Our teachers create an effort-focused environment for students from the very first class, encouraging them to discuss their responses and celebrate mistakes as opportunities for learning. They also make sure that students approach each intervention as an additional opportunity to attempt.

9. Metacognition

Metacognition, which means literally "thinking about thinking," has been acknowledged as one of the best and least expensive teaching techniques available.

In primary schools, metacognition is frequently combined with other proven instructional techniques. For example, asking students, "How do you know?" prompts them to reflect on their own thought processes in addition to asking them to justify their answers.

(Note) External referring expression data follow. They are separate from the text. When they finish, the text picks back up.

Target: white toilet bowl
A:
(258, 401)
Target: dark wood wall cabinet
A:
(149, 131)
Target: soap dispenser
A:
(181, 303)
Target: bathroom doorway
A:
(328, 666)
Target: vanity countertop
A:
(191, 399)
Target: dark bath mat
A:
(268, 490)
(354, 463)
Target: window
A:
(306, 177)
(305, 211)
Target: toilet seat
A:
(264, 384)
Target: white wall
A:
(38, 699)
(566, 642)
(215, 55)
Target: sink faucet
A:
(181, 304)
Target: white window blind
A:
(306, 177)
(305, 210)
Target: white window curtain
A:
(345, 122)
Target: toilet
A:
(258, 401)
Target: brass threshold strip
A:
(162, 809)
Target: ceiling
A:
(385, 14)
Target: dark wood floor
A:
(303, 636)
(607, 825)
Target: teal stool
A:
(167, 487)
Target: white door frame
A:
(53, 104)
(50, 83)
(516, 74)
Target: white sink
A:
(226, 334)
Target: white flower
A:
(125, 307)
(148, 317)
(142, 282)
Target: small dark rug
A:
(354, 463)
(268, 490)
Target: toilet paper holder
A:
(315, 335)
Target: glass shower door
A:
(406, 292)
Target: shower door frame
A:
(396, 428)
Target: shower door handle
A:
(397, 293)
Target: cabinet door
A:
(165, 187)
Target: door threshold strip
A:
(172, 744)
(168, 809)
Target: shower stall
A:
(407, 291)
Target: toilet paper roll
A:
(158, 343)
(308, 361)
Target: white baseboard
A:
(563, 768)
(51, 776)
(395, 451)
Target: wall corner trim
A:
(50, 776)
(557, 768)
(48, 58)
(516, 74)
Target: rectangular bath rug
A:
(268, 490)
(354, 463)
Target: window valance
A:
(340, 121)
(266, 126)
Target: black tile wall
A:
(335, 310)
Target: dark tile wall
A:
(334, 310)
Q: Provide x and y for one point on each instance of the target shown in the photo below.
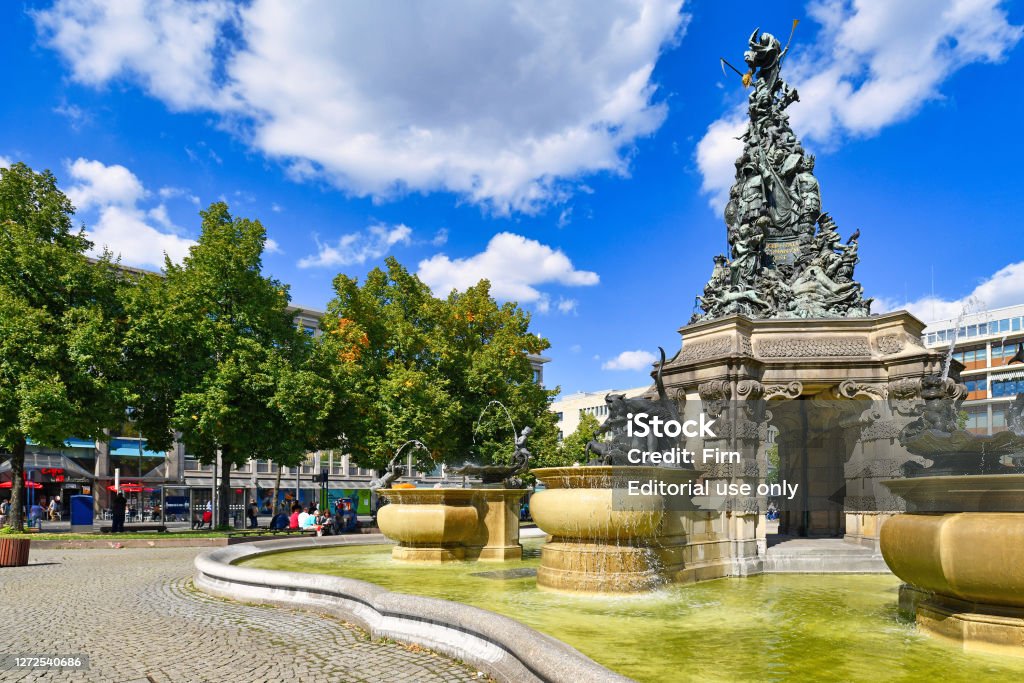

Another teaching technique is enhanced by teaching students how to plan, monitor, and self-evaluate their math learning. This increases student motivation and motivates them to work more in class.

We provide students plenty of opportunities for self-reflection both during and after sessions, and all of our tutors regularly use a range of metacognitive tactics.

10. Personalized Lessons

When learning is more personalized and reflects their interests, students are more likely to be engaged! This may be challenging to accomplish at first, but as familiarity and rapport grow during the year, it should become simpler to tailor activities and even

questions to certain students.

At Crestforth International, we analyze each student's mathematic strengths and weaknesses so that we can create a lesson plan that will help them advance where they need to.

Then, using our online platform, our tutors expand on this by giving those lectures a personal touch and easily incorporating the interests of the students.

11. Collaborative Learning

Most teachers are likely familiar with the concept of having students work in groups for some classroom activities, sometimes known as "cooperative learning."

As previously said, group work has a wide range of effects, so for it to be most productive, teachers should concentrate on well-structured assignments that encourage communication and interaction amongst students.

It has been demonstrated that the idea of "competitive" collaborative learning, in which student teams compete against one another, has some impact, but caution is urged in case students concentrate more on the competition than the learning.

12. Clearly Teach Problem-Solving Methods & Thinking Skills

According to research on the subject, students can only employ context-agnostic problem-solving strategies if they have solid domain knowledge and the chance to practice.

Without them, students frequently make the mistake of attaching significance to a problem's so-called "surface features," which we naturally dismiss as unrelated to the math at hand.

Despite this, it is still crucial to explicitly teach thinking skills to students since it helps them use their information more successfully. Once domain knowledge has been (somewhat) secured, educating students to recognize and concentrate on the "deep structure" of problems is crucial.

13. Scaffolding and modeling

The "I do, We do, You do" scaffolding method may be well known to you, but it's still important to explore why it works so well.

One of the most crucial components in assuring student learning of a given topic is modeling. However, modeling is most effective when it can teach new concepts without adding to students' cognitive burden, which is why the "I, We, You" approach was developed.

We establish a structure at Crestforth I that international School that portrays learning as less of a step-change and more of a real process by building from teacher-led to shared construction, to independent working.


Such are some of the outstanding teaching features that have stood us out at Crestforth Int'l and made us a renowned international school for primary pupils.

Do you have primary pupils who require further learning assistance?

Teachers at Crestforth International School have the necessary qualifications and have established tutoring concepts for students, so students succeed regardless of their background.

Many of the students we've worked with have developed into more capable, self-assured learners that will grow to junior secondary.